- Born: 1955 (age 69–70)
- Occupations: Operatic tenor; Academic teacher;
- Organizations: Musiktheater im Revier; Hessisches Staatstheater Wiesbaden; Zurich University of the Arts; Hochschule für Musik Berlin;

= Scot Weir =

American tenor (born 1955)

Scot Weir (born 1955) is an American lyric tenor in opera and concert, and an academic teacher who made a career in Europe. He has been a professor of voice at the Hochschule für Musik Berlin
and Zurich University of the Arts

== Life ==
Born in 1955 in New Mexico, Weir sang in church choirs as a school boy, sometimes as a soloist. He studied music and voice at the University of Colorado Boulder. Weir attended a course in Graz, Austria, in 1980, which led to an engagement at the Musiktheater im Revier in Gelsenkirchen, Germany, from 1981 to 1985. He appeared there as Ottavio in Mozart's Don Giovanni, in the title role of Handel's Serse, as Lenski in Tchaikovsky's Eugen Onegin, and as Almaviva in Rossini's Barbiere. From 1985 to 1989, he was a member of the Hessisches Staatstheater Wiesbaden, where he added roles such as Belfiore in Mozart's La finta giardiniera and Veit in Lortzing's Undine to his repertoire.

In 1992, Weir made a guest appearance at La Monnaie in Brussels as Hylas in Les Troyens. In 1998, he performed the title role of Monteverdi's Il ritorno d'Ulisse in patria at both La Monnaie and the Wiener Festwochen. He also performed at the Vienna State Opera, Salzburg Festival, and in Amsterdam, Paris and Turin, among others.

Weir has been active in concert, known for lieder singing and for interpreting music by Johann Sebastian Bach. He worked with conductors such as Claudio Abbado, Charles Dutoit, Philippe Herreweghe, Charles Mackerras, Roger Norrington, Helmuth Rilling and Peter Schreier. In 2001, he performed Hans Zender's version of Schubert's song cycle Winterreise with chamber orchestra in a staged performance of the Hamburg Ballet, in a choreography by John Neumeier. In 2002, he sang both Schubert's original version and Zender's version in Winterthur, with pianist Burkhard Schaeffer.

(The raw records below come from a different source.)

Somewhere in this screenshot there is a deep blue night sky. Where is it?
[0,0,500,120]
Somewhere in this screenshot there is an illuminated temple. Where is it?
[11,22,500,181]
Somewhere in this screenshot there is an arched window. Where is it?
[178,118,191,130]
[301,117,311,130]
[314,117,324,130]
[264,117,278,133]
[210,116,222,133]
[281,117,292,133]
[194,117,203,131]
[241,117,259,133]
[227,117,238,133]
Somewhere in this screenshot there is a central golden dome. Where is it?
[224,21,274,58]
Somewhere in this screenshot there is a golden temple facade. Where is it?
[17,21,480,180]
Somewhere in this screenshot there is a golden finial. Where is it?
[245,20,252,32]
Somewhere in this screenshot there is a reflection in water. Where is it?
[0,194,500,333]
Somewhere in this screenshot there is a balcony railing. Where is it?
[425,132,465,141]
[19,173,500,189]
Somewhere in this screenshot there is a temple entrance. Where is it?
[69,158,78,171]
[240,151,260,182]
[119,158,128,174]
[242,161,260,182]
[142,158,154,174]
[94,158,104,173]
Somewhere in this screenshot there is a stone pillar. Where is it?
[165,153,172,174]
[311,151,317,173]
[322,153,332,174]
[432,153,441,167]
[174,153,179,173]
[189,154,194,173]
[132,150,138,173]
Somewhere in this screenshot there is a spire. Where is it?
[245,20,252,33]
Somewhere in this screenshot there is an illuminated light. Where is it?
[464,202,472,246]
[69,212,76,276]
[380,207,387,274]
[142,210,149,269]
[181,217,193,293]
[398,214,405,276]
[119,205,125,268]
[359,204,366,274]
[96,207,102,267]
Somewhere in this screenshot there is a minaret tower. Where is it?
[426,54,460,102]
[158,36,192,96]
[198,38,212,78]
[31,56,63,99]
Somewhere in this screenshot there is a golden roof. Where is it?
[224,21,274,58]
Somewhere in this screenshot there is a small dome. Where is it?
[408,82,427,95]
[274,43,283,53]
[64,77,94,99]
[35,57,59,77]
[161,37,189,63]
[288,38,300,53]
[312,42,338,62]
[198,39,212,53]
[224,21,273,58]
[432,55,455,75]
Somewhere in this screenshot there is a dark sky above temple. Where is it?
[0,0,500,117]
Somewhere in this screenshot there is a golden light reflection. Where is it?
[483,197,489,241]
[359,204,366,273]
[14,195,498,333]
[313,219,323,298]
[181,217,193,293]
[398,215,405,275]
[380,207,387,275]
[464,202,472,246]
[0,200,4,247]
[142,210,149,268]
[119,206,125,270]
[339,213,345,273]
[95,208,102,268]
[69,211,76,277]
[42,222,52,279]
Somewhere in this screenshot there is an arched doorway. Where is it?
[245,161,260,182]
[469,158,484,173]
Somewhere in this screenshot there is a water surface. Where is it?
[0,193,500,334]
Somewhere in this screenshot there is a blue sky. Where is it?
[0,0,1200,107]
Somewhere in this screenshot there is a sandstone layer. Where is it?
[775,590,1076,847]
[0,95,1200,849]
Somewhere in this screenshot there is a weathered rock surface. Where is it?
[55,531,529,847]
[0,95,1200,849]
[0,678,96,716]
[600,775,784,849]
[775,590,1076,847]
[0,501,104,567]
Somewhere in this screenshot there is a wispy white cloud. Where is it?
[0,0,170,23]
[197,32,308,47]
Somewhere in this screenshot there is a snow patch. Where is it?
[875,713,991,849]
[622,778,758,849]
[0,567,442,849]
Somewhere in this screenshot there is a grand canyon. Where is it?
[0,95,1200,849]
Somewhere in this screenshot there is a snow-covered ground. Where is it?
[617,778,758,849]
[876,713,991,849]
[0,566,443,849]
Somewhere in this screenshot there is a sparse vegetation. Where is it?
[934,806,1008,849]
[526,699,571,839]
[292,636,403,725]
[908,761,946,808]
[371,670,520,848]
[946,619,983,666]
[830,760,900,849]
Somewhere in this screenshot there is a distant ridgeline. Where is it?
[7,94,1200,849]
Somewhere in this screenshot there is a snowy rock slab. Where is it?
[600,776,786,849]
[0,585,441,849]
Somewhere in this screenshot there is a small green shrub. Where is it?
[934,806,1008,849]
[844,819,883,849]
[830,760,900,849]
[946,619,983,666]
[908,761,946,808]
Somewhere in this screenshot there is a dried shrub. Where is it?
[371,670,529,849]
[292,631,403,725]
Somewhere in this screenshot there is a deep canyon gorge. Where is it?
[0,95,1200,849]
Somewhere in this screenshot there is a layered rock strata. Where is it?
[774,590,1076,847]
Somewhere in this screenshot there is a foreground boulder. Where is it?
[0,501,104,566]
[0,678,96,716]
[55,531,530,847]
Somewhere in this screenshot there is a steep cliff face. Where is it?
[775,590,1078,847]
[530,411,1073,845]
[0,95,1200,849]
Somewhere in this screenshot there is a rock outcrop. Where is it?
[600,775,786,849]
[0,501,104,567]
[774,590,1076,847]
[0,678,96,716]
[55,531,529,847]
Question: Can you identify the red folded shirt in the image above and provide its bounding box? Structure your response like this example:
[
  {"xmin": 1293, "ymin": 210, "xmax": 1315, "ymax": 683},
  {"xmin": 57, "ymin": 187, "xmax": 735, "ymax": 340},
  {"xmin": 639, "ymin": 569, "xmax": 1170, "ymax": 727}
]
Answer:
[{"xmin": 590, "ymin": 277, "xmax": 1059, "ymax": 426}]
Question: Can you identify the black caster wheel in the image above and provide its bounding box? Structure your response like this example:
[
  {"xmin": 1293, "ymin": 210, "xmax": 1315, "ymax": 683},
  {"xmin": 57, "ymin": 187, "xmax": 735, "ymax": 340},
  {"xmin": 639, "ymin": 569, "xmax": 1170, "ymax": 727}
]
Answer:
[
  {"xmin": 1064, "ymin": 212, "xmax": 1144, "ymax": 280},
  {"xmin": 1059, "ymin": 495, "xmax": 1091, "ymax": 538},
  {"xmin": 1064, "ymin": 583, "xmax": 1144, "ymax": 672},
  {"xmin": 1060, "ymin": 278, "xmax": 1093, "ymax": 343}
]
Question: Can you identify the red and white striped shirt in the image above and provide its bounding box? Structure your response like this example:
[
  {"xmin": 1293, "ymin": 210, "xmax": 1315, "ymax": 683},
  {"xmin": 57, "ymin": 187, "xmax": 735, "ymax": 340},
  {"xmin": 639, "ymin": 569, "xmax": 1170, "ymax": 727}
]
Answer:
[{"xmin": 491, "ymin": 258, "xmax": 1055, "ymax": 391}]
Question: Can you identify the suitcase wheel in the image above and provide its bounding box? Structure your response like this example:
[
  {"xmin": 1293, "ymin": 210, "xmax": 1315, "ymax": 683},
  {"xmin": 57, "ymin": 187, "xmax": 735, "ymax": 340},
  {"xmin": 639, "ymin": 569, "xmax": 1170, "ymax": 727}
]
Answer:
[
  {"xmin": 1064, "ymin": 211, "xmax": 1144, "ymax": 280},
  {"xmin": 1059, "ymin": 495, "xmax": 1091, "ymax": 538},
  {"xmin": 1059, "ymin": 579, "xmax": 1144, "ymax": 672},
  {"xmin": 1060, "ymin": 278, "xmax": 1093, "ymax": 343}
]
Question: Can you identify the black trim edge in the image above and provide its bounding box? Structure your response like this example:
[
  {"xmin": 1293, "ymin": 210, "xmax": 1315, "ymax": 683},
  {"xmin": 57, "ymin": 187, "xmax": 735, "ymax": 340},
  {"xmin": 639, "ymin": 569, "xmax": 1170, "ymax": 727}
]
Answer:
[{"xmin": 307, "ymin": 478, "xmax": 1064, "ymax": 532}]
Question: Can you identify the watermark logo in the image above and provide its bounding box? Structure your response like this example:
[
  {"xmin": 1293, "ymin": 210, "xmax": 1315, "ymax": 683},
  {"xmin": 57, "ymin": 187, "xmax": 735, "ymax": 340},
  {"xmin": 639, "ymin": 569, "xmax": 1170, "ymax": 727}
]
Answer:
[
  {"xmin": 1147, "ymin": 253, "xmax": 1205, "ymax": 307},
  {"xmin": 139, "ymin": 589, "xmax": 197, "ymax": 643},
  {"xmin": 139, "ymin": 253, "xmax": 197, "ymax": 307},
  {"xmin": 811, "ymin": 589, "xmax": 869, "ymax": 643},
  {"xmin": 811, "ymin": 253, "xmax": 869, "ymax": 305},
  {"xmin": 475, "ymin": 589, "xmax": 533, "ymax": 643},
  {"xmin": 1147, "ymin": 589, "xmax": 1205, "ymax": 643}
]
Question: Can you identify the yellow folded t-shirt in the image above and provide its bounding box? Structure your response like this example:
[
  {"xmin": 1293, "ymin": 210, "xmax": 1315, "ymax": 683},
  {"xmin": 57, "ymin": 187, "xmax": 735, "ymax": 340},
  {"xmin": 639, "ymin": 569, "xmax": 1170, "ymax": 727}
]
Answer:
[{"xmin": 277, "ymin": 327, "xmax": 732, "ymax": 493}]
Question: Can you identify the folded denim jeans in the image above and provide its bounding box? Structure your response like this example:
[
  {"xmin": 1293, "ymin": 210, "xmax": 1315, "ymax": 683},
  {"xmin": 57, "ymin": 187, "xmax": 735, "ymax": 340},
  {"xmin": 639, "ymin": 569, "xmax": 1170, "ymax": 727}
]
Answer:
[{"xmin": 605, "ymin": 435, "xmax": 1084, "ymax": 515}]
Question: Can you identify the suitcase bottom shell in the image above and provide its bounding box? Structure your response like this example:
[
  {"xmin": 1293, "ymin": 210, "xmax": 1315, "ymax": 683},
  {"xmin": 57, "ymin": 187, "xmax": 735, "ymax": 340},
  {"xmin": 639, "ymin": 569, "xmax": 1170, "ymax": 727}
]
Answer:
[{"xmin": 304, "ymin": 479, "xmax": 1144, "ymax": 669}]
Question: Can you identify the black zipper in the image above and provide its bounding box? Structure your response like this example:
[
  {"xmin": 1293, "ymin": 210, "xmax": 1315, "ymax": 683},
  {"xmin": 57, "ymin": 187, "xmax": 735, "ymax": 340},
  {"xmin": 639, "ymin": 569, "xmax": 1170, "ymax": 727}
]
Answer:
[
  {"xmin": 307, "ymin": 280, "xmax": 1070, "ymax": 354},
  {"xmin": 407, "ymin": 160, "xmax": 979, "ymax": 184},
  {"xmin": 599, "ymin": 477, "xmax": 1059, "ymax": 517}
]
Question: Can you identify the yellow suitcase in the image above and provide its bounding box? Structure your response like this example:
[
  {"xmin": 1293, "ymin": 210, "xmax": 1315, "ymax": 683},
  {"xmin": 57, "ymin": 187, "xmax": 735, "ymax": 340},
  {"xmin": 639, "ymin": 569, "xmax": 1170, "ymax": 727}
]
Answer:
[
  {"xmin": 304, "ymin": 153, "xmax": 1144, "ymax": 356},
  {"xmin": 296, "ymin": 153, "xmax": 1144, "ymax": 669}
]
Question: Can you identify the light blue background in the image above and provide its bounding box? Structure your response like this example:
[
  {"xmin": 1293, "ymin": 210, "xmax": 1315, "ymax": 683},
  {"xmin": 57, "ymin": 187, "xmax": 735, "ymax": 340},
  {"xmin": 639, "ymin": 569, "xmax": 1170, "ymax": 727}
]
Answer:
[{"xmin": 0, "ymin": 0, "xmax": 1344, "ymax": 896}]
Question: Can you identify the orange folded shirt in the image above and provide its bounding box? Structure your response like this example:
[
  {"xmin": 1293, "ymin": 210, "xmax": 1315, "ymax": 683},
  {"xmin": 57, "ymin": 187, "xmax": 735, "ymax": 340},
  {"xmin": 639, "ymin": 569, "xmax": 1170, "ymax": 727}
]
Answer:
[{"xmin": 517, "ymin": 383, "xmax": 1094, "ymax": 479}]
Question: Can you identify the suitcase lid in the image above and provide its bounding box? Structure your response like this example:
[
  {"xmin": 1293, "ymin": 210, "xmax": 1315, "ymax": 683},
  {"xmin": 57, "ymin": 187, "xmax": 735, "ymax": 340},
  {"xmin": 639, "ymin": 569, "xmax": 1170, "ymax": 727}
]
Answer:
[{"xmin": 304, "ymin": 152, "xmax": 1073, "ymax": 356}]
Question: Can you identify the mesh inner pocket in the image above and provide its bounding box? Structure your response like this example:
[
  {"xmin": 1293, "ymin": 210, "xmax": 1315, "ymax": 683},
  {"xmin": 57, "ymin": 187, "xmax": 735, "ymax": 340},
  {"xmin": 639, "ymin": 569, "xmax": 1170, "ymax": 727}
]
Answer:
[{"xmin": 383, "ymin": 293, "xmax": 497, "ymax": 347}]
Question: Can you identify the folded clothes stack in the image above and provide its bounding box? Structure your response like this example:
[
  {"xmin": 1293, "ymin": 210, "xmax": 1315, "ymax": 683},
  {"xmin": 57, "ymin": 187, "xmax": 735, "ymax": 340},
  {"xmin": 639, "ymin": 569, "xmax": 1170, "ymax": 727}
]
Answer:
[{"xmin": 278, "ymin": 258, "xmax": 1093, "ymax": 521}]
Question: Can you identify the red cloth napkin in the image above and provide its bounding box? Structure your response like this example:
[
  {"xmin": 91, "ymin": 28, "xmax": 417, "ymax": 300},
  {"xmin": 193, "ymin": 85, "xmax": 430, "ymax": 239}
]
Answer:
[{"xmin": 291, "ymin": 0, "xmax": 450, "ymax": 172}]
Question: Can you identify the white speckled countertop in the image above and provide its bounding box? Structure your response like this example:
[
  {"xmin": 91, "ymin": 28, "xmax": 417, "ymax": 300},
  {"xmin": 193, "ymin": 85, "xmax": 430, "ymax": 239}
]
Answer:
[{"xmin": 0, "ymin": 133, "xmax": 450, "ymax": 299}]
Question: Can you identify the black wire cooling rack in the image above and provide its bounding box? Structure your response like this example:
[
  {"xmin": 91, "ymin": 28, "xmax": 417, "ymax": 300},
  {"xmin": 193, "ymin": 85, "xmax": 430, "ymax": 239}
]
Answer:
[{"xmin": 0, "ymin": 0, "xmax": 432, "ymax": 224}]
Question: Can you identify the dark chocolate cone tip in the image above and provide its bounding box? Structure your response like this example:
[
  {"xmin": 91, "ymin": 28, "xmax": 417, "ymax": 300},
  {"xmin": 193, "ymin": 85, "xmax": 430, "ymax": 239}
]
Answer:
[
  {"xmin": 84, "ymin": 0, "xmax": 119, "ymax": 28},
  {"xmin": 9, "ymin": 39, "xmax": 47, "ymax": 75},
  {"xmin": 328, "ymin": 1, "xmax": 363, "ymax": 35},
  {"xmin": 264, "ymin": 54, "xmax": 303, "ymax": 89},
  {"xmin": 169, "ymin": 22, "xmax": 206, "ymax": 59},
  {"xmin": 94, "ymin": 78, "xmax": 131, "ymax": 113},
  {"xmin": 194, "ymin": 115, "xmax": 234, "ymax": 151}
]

Weir founded the Chama Music Festival in New Mexico in 1990. He lectured at U.S. universities and was an instructor at the Internationale Bachakademie Stuttgart from 1993 and a professor of voice at the Berlin Hochschule für Musik "Hanns Eisler". Weir has been a professor of voice and chamber music at the Zurich University of the Arts.

== Recordings ==
Weir's recordings include sacred music by Schubert, with the Mass No. 6. A reviewer noted his "sensitivity and impressive breath control". In 1997, he recorded the title role of Schubert's unfinished oratorio Lazarus in a completion by Edison Denisov. In 2000, he took part in a recording of Haydn's opera Armida, with the Concentus Musicus Wien conducted by Nikolaus Harnoncourt, alongside Cecilia Bartoli and Christoph Prégardien.